Te revoilà donc finalement en France !

Et oui, me revoilà à Avignon. Je travaille maintenant chez des amis : Cheickhou Guiet et Morgane Mercier, qui ont le restaurant Table OrsiniJe suis partie de Los Angeles en mai 2019. En arrivant en France, Morgane m’a proposée de rejoindre l’équipe car Cheickhou avait besoin d’un bras droit en cuisine. C’est un autodidacte passionné. Il cuisine au maximum en adéquation avec ses principes : du local, du frais, et toujours avec de sublimes inspirations du monde. Et pour ça, on se ressemble beaucoup ! C’est ce qui fait que notre collaboration en cuisine est géniale. On cuisine comme bon nous semble et j’arrive à m’exprimer, donc c’est top.

Quels sont tes projets en ce moment ?

J’en ai toujours plein la tête qui se réaliseront sûrement plus tard… Comme tout cuisinier passionné, je rêve évidemment d’ouvrir mon restau. J’aimerais aussi faire une résidence dans le concept shop de mon cousin à Montpellier. Et en ce moment, en attendant la réouverture des restaurants, je propose de petites choses à emporter.

" Si tu te poses la question, tu as déjà la réponse."

De quelle manière le confinement a-t-il affecté tes habitudes en cuisine ?

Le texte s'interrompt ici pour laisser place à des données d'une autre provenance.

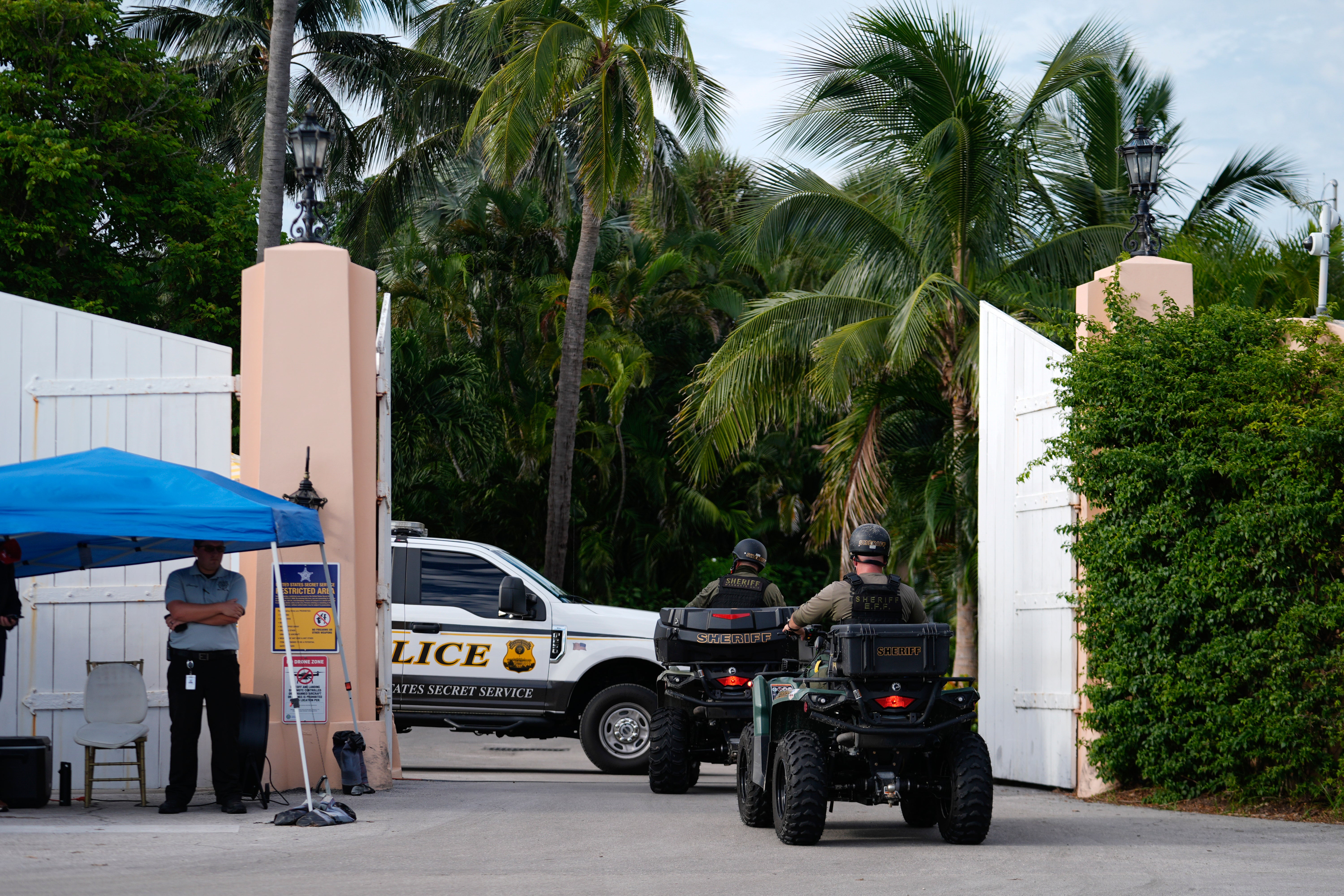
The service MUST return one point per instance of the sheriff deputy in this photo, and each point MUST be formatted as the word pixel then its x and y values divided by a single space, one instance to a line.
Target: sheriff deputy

Pour ma part, je n'y ai trouvé que du positif à ce niveau-là. J’ai la chance d’habiter une région où les fermes familiales sont nombreuses. J’ai pu manger frais et local quotidiennement. Alors que le travail en cuisine demande un temps considérable et donc empiète sur une bonne hygiène de vie, je trouve que le confinement m’a fait du bien... En plus, j’avais instauré un système de petites recettes sur Instagram, donc j’ai pu continuer à cuisiner tous les jours !

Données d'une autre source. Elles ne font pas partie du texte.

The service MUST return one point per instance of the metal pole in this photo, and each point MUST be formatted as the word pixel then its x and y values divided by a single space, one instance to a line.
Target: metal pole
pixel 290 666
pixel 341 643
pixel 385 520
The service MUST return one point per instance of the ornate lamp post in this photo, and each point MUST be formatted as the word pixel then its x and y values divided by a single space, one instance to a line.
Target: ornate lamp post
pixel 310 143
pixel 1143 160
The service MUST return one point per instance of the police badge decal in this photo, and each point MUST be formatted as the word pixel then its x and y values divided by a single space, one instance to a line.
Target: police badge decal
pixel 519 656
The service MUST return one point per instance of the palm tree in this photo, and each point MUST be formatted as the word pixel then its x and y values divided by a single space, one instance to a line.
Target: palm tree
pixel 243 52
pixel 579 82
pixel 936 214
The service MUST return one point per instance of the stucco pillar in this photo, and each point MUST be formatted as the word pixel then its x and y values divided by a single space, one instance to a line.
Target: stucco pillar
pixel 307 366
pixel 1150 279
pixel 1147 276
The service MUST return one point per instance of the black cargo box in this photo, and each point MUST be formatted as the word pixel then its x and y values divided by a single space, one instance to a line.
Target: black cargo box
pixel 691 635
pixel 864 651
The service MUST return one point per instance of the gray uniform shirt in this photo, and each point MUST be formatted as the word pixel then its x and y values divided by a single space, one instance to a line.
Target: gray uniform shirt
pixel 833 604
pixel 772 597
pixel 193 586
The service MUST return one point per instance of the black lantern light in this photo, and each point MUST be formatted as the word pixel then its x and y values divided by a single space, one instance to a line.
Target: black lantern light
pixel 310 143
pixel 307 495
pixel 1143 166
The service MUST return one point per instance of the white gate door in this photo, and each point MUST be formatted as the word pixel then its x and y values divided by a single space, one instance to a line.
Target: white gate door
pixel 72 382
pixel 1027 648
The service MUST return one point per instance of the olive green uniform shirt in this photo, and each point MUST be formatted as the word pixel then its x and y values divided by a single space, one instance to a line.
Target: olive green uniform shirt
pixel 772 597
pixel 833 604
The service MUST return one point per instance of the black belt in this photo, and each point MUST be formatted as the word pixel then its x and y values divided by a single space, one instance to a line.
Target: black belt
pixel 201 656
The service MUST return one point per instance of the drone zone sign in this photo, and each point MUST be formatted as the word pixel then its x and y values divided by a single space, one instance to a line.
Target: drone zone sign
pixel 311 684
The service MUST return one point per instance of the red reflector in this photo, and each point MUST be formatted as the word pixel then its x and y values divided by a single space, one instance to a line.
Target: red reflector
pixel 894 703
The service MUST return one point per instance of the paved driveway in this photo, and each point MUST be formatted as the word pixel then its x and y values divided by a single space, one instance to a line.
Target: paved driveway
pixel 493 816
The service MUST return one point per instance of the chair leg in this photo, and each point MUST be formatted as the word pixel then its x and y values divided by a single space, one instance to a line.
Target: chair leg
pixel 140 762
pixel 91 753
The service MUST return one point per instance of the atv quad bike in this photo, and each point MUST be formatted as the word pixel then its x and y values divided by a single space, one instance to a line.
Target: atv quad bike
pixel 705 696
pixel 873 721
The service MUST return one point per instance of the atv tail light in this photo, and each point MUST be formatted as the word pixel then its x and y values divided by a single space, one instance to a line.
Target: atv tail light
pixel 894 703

Qu'est-ce que tu aimes le plus faire en cuisine ?

Je cuisine de moins en moins la viande, voire presque plus, mais avant j’adorais faire des jus de viande, des bouillons et sauces... Maintenant que je me consacre de plus en plus aux légumes, je fais beaucoup de condiments. J’adore ça ! Je trouve que l’assaisonnement est vraiment important. J’aime beaucoup la pâtisserie aussi mais je n’ai pas la patience d’un pâtissier alors ce sont souvent des desserts de cuisiniers que je fais, avec des petites sauces, etc. J’adore la boulangerie aussi, je m’y exerce dès que j’ai du temps libre !

C'est quoi ton plat préféré ?

C’est une question compliquée ! Ça dépend des jours. Mais ce que je peux te dire, c’est que je suis devenue une vraie passionnée de la bouffe Turque. Les Börek d’ailleurs, j’aime trop ça, c’est une passion !

Tes ingrédients préférés ?

Je ne peux pas me passer de citrons... J'adore zester, c’est un reflex 😂 Pour beaucoup de choses comme des sauces, vinaigrettes, condiments, pâtes, etc. Je ne peux pas non plus me passer d’herbes fraîches, d’épices ou de noix en général !

" Chaque individu devrait s'alimenter de manière responsable selon l'endroit où il se trouve"

C'est quoi, selon toi, le futur de l'industrie alimentaire ?

Je suis sûrement très optimiste mais j’ai espoir que l’agriculture de masse cesse ou du moins réduise considérablement. Je pense que manger local et de saison devrait être une pensée commune. D’ailleurs, avec le Covid-19, je suis persuadée que de plus en plus de gens vont se sentir concernés. Je pars d’un principe que la saisonnalité dépend aussi de la géographie et que donc, chaque individu devrait s’alimenter de manière responsable selon l’endroit où il se trouve, mais c’est vrai que nos habitudes sont difficiles à changer. Moi-même, j’ai parfois envie d’un produit exotique, par exemple. Bref, c’est un long débat.

Et pour finir, le meilleur conseil de cuisine que l'on t’ait donné et le meilleur que tu donnerais ?

J’en ai un génial ! Un ami chef, Olivier, me l’avait donné en 2015. Il m’avait dit : “si tu te poses la question, tu as déjà la réponse”. Un conseil magique en cuisine, pour ma part. Et je pense que, du coup, je donnerai le même, et je rajouterai qu’il faut rester curieux pour développer sa créativité.